Die bevorzugten und häufig über Rezept bezogenen Medikamente seien Dianabol und Stromba gewesen. Bis auf wenige Ausnahmen seien die ausgestellten Rezepte von den gesetzlichen Krankenkassen bezahlt worden, trotz einer Dosierungen, die in fast allen Fällen „weit über den Empfehlungen der Hersteller“lagen, heißt es im Ard-bericht. Exemplarisch ein Fall aus dem Jahr 1974: „Im gesamten Jahr wurden Mengen bis zu 5000 Milligramm Dianabol konsumiert, was rund 1000 Tabletten entspricht.“Die Zeiträume der Anabolika-einnahme erstreckten sich auf bis zu zwölf Jahre.

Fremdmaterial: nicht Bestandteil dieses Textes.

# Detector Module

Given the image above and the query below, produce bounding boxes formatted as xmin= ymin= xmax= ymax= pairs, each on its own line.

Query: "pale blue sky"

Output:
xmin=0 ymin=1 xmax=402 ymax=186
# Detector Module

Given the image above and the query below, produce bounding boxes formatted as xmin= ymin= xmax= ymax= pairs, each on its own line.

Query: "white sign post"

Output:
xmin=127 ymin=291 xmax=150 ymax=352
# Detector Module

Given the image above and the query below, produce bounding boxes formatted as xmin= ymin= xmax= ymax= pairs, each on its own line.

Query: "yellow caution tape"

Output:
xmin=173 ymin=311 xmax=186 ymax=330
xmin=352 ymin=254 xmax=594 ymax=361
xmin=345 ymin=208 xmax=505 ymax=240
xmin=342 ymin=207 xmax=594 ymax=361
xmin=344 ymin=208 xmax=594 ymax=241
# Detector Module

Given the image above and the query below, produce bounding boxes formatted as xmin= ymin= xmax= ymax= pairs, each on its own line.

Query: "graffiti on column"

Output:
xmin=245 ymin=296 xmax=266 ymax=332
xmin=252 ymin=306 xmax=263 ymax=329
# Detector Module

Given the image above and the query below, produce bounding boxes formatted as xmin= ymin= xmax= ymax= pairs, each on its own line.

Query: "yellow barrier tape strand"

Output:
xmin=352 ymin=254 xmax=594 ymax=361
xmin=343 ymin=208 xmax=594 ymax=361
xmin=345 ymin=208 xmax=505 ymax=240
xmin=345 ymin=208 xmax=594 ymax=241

Den Athleten sei Anonymität zugesichert worden, der ehemalige Diskuswerfer Klaus-peter Hennig bezog öffentlich Stellung. Zu seinem Erstaunen habe die Arbeit die Verhältnisse so dargestellt, „wie sie wirklich früher waren. und dass das genau so ist, wie ich das auch in Erinnerung habe, wie ich es gehört habe damals - und wie ich es natürlich selber auch gemacht habe“.
Bei „Sport inside“beschreibt der 69-Jährige den Zwiespalt der damaligen bundesdeutschen Athleten. Dieser habe ihn persönlich sehr belastet. „Auf der einen Seite will ich selber Leistung verbessern, hohe Leistung schaffen. Die Olympiateilnahme schaffen. Auf der anderen Seite weiß ich, dass das ohne unterstützende Mittel eigentlich nicht geht“, sagte der zweimalige Olympiateilnehmer.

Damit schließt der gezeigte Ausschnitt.